Norman Platnick was having no luck with millipedes.
He was 16, a senior in college (yes, he started at 12) and was interested in a fellow biology student named Nancy, who was “very interested in millipedes,” he recalled.
It was 1967, and they were taking a class on arthropods and needed specimens. But, he said: “I was a lousy millipede collector. There would be nothing in my jar but spiders.”
He examined one of the spiders “for a few hours,” he said, and was able to identify it as part of the genus Cicurina. “So I said: ‘That was kind of fun. Let me try another.’ And I just never stopped.”
Dr. Platnick would become a world authority on spiders — and the husband of Nancy Stewart Price. He died on April 8 in a hospital in Philadelphia at 68. The cause was complications from a fall in his home, said his son and only immediate survivor, William Platnick.

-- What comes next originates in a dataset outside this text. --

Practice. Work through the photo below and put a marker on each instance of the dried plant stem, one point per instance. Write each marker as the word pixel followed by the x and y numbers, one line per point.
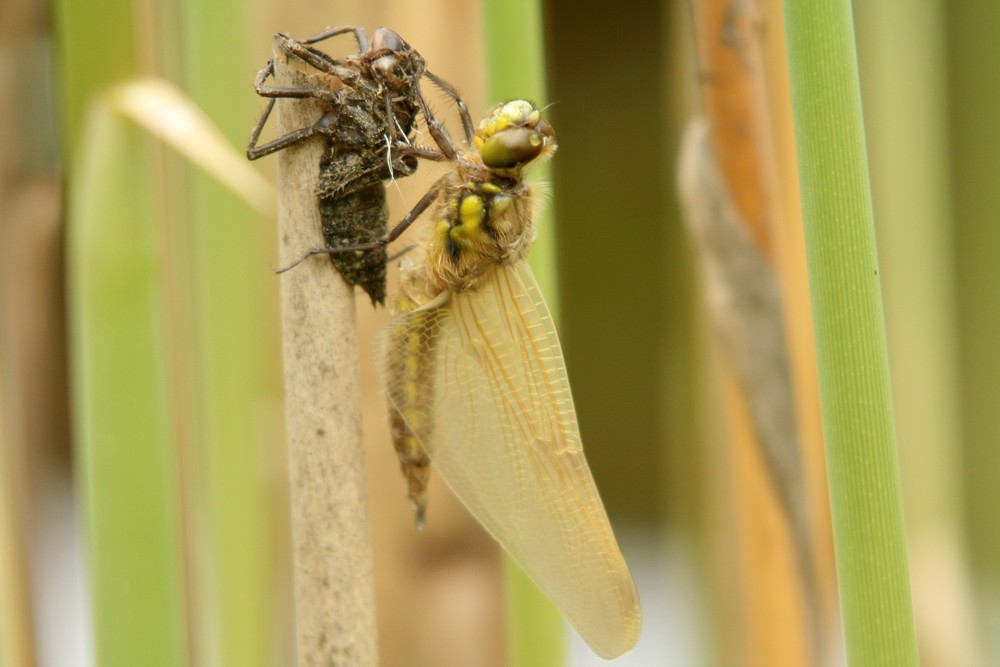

Dr. Platnick was curator emeritus of the division of invertebrate zoology for the American Museum of Natural History in New York, which holds the world’s largest spider collection. He added 158 genera and 2,023 species to the taxonomic database, and helped expand the known world of spiders to 48,000 species.

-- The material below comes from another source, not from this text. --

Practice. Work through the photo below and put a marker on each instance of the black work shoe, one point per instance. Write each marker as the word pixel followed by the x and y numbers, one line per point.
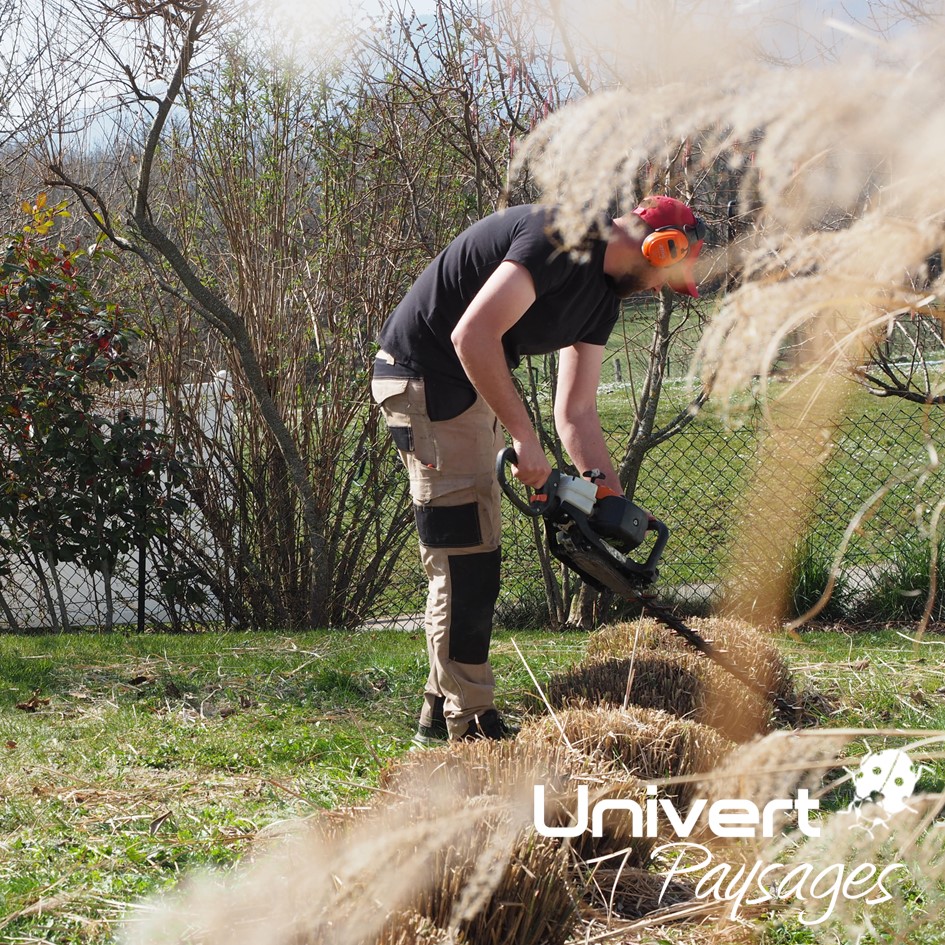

In the press, Dr. Platnick was often referred to as the real “Spider-Man,” especially when movies featuring the comic-book webslinger had their premieres. The museum would hold publicity events to promote its “Spiders Alive!” exhibition, and invite the stars who portrayed Spider-Man’s alter ego, Peter Parker (Tobey Maguire in 2007 and Andrew Garfield in 2012).
He traveled the world for his research, including going on arachnological expeditions to Chile, Argentina, Brazil, Ecuador, Cuba, Panama, Australia and New Zealand. The trips could be perilous.

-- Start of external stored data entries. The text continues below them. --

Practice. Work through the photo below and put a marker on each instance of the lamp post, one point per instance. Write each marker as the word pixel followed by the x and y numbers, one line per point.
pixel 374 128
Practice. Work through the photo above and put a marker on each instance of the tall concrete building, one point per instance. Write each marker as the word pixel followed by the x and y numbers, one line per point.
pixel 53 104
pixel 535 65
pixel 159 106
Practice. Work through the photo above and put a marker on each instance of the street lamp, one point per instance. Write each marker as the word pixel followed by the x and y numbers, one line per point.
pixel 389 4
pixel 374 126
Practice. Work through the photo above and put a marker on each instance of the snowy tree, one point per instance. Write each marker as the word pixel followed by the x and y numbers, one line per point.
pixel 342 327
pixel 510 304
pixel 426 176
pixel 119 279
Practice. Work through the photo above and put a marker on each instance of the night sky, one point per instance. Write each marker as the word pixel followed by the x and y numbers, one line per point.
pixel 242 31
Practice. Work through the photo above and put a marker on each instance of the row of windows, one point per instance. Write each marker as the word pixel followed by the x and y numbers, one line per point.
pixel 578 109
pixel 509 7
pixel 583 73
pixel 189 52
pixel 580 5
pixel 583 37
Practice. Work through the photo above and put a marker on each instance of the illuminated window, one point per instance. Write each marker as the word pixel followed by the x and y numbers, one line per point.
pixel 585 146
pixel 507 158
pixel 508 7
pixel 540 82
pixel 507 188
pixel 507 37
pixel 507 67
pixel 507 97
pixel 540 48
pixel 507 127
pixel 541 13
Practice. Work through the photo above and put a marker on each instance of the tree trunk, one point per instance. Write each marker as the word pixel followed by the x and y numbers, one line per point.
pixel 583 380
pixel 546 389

During one trip to New Caledonia, Dr. Platnick fell down a mountain and, injured and disoriented, got lost in the forest below. It took the local authorities two days to find him. “We didn’t know he was missing,” William Platnick said, until someone from the research team called to say, “We found Norm.”
In his research, Dr. Platnick focused on Oonopidae, a family of tiny arachnids also known as goblin spiders, which generally measure less than two millimeters in length. He was deeply concerned about a loss of biodiversity with the encroachment of human development. He spoke of visiting sites in Chile and returning some years later.
“In many cases you go back to the very same spot and you realize there used to be a forest,” he said. “It’s not there now.”
Norman Ira Platnick was born on Dec. 30, 1951, in Bluefield, W.Va., to Philip and Ida (Kasczeniewski) Platnick. His father was a Jewish immigrant from Poland. Dr. Platnick was “culturally Jewish,” his son said, but nonpracticing; he converted to Christianity later in life.
He attended Concord College in Athens, W. Va., after finishing seventh grade. He received his bachelor’s degree in biology at 16, a master’s in zoology at 18, from Michigan State University, and a Ph.D. in biology from Harvard University in 1973, when he was 21.
He joined the American Museum of Natural History later that year, and made important contributions to the field of cladistics, which categorizes species along the lines of shared characteristics to build evolutionary trees. Today, the method is so well established that the museum’s dinosaur halls are organized according to evolutionary ties, and the cladistic trees are inlaid in the floor.
Dr. Platnick’s published research included 330 scientific papers and six books. He was made a fellow of the American Association for the Advancement of Science in 2003.
Norman and Nancy married in 1970; she died in 2013. During their four-decade marriage, he continued to embraced his wife’s fascinations; together, they collected vintage electric mixers and other kitchen appliances, as well as works of early 20th-century American illustrators. He self-published art books under the imprint Enchantment Ink.